T238230: Decommission EventLogging backend components by migrating to MEP will not happen by the end of Q4, so we should upgrade the server (currently eventlog1002) running the backend eventlogging-processor to Buster. Many streams have already been migrated to EventGate, so we should be able to spin up a new Buster Ganeti VM and run eventlogging-processor there, and then decom eventlog1002.
Just to clarify - should eventlog1002 be upgraded to buster and then decommissioned as part of this task or is decommissioning work part of another task? Should the new eventlog VM (eventlog1003 I guess :)) be kept in place for the foreseeable future until we decide to decommission all eventlogging components?

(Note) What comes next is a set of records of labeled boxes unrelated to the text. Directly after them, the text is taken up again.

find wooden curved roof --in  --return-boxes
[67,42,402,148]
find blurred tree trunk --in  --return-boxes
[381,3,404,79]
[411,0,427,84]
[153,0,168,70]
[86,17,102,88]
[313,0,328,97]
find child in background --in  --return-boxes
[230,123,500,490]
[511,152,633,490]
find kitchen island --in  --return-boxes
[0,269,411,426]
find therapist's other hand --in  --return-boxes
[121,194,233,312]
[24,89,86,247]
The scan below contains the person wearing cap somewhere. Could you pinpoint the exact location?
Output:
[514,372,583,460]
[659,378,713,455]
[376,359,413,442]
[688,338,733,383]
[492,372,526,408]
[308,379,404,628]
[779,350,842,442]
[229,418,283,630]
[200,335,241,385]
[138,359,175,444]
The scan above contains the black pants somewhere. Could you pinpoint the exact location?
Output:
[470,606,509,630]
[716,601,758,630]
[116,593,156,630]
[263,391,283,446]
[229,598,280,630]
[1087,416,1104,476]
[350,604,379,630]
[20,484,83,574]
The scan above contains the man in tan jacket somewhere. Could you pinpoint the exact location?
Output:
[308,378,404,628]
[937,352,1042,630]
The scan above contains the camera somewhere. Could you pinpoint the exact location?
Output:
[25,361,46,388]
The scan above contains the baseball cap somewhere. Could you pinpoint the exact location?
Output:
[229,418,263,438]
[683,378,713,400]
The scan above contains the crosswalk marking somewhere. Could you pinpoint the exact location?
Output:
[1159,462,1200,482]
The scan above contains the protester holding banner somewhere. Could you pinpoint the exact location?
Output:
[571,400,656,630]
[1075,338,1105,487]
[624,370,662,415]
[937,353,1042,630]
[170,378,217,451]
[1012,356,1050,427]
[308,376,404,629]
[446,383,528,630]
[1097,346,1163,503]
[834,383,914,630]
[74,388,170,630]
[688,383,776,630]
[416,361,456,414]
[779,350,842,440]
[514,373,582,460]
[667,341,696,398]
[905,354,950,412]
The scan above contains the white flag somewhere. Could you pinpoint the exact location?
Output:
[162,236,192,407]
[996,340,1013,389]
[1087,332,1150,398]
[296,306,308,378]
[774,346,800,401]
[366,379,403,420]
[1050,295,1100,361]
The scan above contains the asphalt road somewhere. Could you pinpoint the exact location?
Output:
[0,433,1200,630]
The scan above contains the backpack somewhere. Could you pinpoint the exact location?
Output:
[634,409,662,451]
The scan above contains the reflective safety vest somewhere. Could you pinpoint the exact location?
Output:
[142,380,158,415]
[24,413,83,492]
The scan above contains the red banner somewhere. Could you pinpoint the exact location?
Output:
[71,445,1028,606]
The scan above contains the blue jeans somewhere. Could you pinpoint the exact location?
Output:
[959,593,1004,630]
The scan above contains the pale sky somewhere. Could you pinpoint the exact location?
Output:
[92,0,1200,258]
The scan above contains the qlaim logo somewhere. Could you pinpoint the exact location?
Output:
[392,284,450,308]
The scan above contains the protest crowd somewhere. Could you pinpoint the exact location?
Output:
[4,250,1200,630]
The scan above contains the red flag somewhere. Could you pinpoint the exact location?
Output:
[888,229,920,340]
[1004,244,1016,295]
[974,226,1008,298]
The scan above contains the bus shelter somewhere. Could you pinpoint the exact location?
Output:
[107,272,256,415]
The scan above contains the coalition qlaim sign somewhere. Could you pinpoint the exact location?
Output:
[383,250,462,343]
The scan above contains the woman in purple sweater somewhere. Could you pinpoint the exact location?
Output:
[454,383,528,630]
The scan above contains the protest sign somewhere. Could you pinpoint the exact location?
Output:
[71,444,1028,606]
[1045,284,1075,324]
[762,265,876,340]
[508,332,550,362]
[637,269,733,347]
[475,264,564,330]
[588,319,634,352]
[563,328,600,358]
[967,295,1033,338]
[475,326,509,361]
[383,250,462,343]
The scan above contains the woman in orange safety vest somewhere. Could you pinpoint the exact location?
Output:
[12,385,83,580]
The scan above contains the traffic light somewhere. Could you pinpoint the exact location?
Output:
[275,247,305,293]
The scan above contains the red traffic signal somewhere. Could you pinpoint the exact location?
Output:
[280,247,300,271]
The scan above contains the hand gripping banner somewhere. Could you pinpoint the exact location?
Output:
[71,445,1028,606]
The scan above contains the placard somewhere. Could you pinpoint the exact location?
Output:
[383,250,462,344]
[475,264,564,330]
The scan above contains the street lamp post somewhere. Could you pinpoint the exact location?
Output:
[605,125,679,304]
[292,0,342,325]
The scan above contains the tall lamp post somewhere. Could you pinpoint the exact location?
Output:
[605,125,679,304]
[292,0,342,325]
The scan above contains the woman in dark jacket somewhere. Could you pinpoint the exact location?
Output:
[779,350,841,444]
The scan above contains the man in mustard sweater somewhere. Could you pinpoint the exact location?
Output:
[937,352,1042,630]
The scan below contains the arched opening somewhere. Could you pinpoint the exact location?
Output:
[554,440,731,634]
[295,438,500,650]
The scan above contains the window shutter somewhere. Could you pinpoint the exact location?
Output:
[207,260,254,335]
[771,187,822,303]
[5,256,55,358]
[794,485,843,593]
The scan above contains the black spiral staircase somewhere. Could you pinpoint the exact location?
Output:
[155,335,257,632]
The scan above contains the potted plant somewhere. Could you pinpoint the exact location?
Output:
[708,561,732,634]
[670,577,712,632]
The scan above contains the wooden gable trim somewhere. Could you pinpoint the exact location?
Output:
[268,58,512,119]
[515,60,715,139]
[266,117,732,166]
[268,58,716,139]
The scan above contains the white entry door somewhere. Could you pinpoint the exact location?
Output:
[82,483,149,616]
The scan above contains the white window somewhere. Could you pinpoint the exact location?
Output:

@hnowlan in theory this could be the perfect scenario:
- We create eventlog1003 on Ganeti (sizing the VM appropriately) using Buster and Python 3.7 (shipped with it), and we run it in parallel with eventlog1002.
- After a little time running both, when we are confident that no corner cases need to be fixed with Python 3.7, we stop eventlogging on 1002.
- We decom eventlog1002 and return it to DCops (without any upgrade).
On paper Eventlogging is a stateless app now, since it works only on Kafka topics, so in theory we could even think about Kubernetes. In practice it is surely quicker to spin up a VM and re-use the current puppet machinery, to avoid investing too much time on something that we hope to deprecate asap in favor of eventgate-analytics.
Lemme know your thoughts :)
Sounds good to me! I don't think there's much point in exploring Kubernetes as opposed to using a VM if our medium-term plan is to get rid of the system altogether.
Based on the graphs it looks like we might be okay with a VM with 4GB of memory, maybe 4 vcpus to start with? We can tune CPUs upwards if needs be if it's looking overloaded. Doesn't seem like it'll need a lot of disk.
What is the current status of eventlog1003?
It's reported by a cumin check that ensures that all hosts matching the alias A:all are part of one of the datacenters, and eventlog1003 is not part of the alias for A:eqiad.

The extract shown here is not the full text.